Let’s provide another example:

Jo and Tim own their PPR in Sydney, plus an investment property in Melbourne (land value $750k) and one in Brisbane (land value $550k), all held jointly in their individual names.   Under current land tax arrangements for Queensland, they would not meet the land tax threshold for Queensland and no tax would be paid.  Under the new legislation their taxable land value would now be $1,300,000.

Land tax calculation:  $4500 +(1.65 cents x $300.000) = $9450

This amount is then applied to the Queensland portion of Jo and Tim’s land ($550,000/$1,300,000 x $9450) = $3998.08.

$3998.08 would be the land tax paid in this instance.  

What should I do if I own investment property outside of QLD?

Determine your land holding across all states and work out the expected changes to your land tax (if any) to see how this will impact you directly. Note that if you hold property in your superannuation fund or a trust, then these are separate entities and each entity is assessed individually.

What should I consider if buying in Queensland?

Consider the entity in which you intend to purchase the property to see if you will be impacted.

Consider what properties you hold in other states within the same entity and the expected land value of a purchase you are going to make in Queensland to work out the expected land tax cost each year.

Consider whether an apartment may meet your investment goals as land tax assessment will be much less as you only own a portion of the land.

Consult with us at Property Zest if you would like assistance with this.

Can I increase the rental income on my property to cover the increase in land taxes?

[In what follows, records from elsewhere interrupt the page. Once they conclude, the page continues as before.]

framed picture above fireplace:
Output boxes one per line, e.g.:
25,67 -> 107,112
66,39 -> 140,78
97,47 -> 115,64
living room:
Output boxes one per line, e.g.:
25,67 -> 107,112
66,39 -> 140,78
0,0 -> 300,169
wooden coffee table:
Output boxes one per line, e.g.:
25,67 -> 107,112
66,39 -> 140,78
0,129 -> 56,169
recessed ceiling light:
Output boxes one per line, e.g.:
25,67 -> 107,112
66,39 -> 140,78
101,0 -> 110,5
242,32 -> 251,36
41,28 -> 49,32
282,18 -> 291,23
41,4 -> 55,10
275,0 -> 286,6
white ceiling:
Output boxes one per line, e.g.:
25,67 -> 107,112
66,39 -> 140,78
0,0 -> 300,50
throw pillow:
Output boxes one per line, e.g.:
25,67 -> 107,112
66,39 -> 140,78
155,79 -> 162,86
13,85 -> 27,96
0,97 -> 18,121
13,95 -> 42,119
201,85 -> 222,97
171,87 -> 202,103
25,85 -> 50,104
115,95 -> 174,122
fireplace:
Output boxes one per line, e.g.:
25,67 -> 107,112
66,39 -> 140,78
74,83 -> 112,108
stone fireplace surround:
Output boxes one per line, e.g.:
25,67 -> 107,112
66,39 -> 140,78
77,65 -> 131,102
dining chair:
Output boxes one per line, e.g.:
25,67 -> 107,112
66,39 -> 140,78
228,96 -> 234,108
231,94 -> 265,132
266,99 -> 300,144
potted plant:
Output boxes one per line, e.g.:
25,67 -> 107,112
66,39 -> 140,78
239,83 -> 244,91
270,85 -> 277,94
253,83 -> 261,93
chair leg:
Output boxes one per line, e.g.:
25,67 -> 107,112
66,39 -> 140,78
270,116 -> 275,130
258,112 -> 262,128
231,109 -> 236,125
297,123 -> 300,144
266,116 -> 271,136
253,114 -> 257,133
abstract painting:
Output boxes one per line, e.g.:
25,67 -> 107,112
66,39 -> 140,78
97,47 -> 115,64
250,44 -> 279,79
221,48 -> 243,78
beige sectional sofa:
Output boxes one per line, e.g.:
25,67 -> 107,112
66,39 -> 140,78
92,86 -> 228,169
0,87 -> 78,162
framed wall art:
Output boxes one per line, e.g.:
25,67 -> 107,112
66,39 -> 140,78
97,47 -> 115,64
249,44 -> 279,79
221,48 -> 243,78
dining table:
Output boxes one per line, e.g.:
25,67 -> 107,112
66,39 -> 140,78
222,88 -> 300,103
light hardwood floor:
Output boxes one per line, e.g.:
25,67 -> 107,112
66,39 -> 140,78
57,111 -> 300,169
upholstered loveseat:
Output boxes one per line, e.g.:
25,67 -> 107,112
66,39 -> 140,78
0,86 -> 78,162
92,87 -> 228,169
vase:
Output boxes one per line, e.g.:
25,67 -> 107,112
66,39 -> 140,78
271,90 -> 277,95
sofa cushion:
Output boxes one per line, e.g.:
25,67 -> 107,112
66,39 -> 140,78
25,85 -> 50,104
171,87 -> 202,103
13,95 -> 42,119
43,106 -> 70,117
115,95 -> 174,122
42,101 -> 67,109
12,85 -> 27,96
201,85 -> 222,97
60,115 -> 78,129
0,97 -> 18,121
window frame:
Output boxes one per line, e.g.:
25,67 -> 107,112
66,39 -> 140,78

There is no specific provision in a tenancy agreement to allow an owner to recover taxes or costs associated with an investment property.  You can, however, increase the rental amount you charge a tenant as long as this increase is made in line with residential tenancy legislation.  This normally means you must give the prescribed notice period and this can only be done at the renegotiation of a tenancy agreement and not whilst a fixed term agreement is within place.

Consult with our Property Management team at Property Zest if you’d like to discuss this.

How will these changes impact the property market in Queensland

The Queensland state government is the first and only state to introduce this change to assess state based land taxes on nationally held property and it’s certainly not well regarded within the property industry or with property investors.  

Property owners are expected to increase rentals to help mitigate their costs which in turn places further cost of living issues back onto tenants.

These land tax changes are also expected to act as a disincentive for investors from buying property in Queensland or cause some property owners to exit the Queensland market altogether.  This will reduce the already scarce availability of rental property in Queensland and further drive rental prices up.

Will other states be introducing the same amendments to their land tax calculations?

Now this is the sixty four million dollar question and one we’ll all be watching closely.  It seems counterintuitive for a government to be disincentivizing investment within its own state and adding pressure to the rental market and cost of living, but if it flies…well, I’d expect to see other states following suit.  If not though, it may be a painful lesson for Queensland.  

Can we stop this legislation from coming into effect?

The property industry in Queensland have been vocal since the proposed legislation was tabled, however, the government acted to move it through parliament with minimal, token consultation and it has already been passed.  Groups such as the Real Estate Industry Queensland are continuing to lobby for the repeal of this legislation.